By: dmc-admin//July 23, 2001//
“The district court ruled that Platinum was estopped from denying Bock the full severance benefits, defined as including commissions. The court reasoned that Freedman’s assurances that ‘everything is included … you’re covered’ induced Bock to sign the agreement. However, Platinum correctly points out that ERISA estoppel claims require a plaintiff to show (1) a knowing misrepresentation; (2) made in writing; (3) with reasonable reliance on that misrepresentation … (4) to [the plaintiff’s] detriment.’ Coker v. Trans World Airlines, Inc., 165 F.3d 579, 585 (7th Cir. 1999). We need not consider all Platinum’s objections to the district court’s conclusion because one will suffice: Bock does not prevail on an estoppel theory because there was no showing of detrimental reliance.
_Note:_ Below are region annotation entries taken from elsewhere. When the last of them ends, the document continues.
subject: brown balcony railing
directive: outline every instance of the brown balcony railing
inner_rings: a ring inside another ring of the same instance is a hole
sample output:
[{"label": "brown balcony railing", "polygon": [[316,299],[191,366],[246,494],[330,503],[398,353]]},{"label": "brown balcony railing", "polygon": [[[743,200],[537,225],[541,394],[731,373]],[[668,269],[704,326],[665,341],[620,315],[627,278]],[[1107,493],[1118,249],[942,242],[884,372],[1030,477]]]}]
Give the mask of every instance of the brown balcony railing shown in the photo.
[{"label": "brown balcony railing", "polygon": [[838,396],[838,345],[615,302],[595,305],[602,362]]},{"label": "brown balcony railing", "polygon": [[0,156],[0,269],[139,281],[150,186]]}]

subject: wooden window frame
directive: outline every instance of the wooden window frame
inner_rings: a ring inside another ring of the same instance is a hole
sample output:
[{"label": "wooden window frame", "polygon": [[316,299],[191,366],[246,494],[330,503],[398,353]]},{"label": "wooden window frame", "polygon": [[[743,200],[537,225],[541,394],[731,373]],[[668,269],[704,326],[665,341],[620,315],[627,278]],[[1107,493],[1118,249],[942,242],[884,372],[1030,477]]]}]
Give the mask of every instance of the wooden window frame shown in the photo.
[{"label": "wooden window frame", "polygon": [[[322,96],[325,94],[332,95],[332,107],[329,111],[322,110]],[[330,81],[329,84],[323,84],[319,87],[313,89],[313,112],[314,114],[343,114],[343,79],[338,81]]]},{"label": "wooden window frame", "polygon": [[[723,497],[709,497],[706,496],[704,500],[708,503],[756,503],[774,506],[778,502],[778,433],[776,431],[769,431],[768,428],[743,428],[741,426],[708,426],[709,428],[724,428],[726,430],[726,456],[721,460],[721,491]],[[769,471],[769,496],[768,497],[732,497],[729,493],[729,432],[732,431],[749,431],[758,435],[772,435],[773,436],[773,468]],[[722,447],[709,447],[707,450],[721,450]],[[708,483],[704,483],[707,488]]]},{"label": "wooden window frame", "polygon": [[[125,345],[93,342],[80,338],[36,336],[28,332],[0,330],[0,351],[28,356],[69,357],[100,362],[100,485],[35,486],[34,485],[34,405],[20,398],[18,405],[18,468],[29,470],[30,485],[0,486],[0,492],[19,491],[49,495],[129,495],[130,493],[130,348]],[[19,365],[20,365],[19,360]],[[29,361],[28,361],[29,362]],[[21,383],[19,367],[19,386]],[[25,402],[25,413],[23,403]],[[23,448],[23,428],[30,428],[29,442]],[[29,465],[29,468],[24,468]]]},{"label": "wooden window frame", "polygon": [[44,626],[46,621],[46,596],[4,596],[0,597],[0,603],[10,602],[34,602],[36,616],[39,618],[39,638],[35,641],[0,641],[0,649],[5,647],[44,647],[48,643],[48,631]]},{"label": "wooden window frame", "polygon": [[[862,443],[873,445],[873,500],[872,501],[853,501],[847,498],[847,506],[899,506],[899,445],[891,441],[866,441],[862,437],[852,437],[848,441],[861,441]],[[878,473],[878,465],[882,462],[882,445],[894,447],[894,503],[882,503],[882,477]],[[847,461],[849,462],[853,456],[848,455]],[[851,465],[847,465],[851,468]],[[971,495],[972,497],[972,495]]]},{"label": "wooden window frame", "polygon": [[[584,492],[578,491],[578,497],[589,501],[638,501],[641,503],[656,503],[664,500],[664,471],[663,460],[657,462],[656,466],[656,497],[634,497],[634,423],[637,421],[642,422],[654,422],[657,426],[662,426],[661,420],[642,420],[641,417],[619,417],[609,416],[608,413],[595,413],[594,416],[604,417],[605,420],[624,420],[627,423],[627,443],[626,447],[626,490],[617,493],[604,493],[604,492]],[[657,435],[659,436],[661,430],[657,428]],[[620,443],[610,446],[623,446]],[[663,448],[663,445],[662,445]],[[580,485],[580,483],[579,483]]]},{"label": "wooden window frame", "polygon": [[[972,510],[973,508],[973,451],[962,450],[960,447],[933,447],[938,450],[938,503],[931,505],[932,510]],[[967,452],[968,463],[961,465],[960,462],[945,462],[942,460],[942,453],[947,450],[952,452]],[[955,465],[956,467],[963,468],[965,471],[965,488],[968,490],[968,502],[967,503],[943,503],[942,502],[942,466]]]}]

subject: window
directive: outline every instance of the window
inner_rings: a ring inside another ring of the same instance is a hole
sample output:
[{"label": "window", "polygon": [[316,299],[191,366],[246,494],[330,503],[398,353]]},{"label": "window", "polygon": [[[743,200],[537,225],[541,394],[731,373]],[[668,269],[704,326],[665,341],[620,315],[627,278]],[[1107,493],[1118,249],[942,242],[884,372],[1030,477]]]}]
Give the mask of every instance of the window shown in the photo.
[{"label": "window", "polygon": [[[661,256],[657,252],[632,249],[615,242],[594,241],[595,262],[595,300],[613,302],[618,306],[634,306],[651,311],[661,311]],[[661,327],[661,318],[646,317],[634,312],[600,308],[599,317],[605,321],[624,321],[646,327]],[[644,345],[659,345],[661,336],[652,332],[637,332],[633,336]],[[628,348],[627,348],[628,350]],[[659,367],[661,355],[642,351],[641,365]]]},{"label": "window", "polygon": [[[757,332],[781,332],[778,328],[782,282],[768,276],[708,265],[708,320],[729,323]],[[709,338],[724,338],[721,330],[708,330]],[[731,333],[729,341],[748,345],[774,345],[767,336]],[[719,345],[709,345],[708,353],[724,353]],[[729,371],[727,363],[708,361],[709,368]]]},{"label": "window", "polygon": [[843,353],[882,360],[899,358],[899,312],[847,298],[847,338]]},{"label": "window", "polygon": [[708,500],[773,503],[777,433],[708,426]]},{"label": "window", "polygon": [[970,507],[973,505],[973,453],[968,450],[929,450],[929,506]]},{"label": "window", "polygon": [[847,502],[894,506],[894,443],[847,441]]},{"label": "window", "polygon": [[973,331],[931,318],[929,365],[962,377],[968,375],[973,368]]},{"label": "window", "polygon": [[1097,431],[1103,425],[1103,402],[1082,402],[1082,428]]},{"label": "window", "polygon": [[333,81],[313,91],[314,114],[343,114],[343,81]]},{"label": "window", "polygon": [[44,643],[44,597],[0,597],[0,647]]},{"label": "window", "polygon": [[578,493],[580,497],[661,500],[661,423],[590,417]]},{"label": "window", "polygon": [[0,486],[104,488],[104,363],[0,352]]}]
That element of the estoppel claim requires a showing of economic harm. … Bock argues that his continuing in Platinum’s employ when put at risk of termination by a threatened takeover is sufficient detrimental reliance. However, there has been no showing, for example, that Bock refused alternative employment on account of his belief in a generous severance provision. If Bock has additional evidence to proffer on this point or a related one on remand, the district court in its discretion may receive additional relevant evidence.”
Vacated and remanded.
Appeals from the United States District Court for the Northern District of Illinois, Conley, J., Cudahy, J.